И Кирпотин, и Яковлев, и Мотылева защищались с позиций разума. Признавали кое-что, но преимущественно отрицали, говорили, что обвинения против них — нелепые, вздорные, сопоставляли цитаты, доказывали подтасовки. И все это было совершенно напрасно — восприятие разумного у большинства было подавлено.
Бялик только нападал. На себя самого. Он полностью выбил оружие из рук обвинителей, им просто уже ничего не оставалось. Он говорил, как и раньше, с внешним блеском, остроумно и отстраненно, как будто речь шла о ком-то совершенно постороннем. Он обличал ленинградскую школу, Ленинградский университет тридцатых годов, засилье модернистов и формалистов, преклонение перед Гегелем. Расчет Бялика (я и тогда смутно ощущала, что искренности в этой речи нет) оказался безупречным. Собрание — как и все собрания в ту пору — жаждало покаяния. Бялик каялся и наказание получил меньшее, чем у других, — выговор.
Держать ответ заставляли и тех людей, которые в списки космополитов не попали. Старого ученого Лаврецкого.
— Почему вы публиковали свои статьи в порочном журнале «Литературный критик», — этот журнал был справедливо закрыт?!
Не подтолкнул ли меня на трибуну партийного собрания страх, испытанный на Лубянке всего за год до того? Я старалась ту ночь забыть, вычеркнуть из жизни. Удалось ли мне это до конца, ответить не могу.
* * *
Давно установлено, что человек в толпе ведет себя иначе, чем когда он один.
В поведении на собраниях в 49-м году царила «всеобщая готовность», о которой говорил Пастернак. Раз это надо советской власти и партии, мы готовы на все. Готовы и близких, и самих себя признать шпионами, изменниками, провокаторами. И делаем это либо искренне — заблуждаясь, либо, как Бялик, понимая — так надо, так мне же будет легче, надо ублажить власти, принести им жертву.
Сорок девятый год прокатился по всем областям науки, идеологии, по всей общественной жизни. В результате сессии ВАСХНИЛ посрамили «менделистов-морганистов» и вознесли Лысенко, которого так с тех пор и невозможно убрать. Мракобесие торжествовало. Н. И. Вавилова, заложившего основы «зеленой революции», сгноили в тюрьме; а сама эта революция успешно осуществилась, но не у нас, а, например, в Мексике.

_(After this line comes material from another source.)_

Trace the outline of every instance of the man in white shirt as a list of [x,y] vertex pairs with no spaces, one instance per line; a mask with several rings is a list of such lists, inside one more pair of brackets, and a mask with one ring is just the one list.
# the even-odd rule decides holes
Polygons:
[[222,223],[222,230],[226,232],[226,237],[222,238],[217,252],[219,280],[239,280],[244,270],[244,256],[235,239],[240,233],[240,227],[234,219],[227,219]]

Тогда же кибернетика была объявлена буржуазной лженаукой. А Лев на шарашке в 1949 году по личному заданию Абакумова переводил книгу Винера «Кибернетика». «Лженаука» для масс, но посвященные должны ее знать.
С самого начала октябрьского переворота и потом, в периоды обострения карательной политики, в периоды особых взрывов террора и в 21-м, и в 37-м, и в 49-м годах, интеллигентов уничтожали прежде всего.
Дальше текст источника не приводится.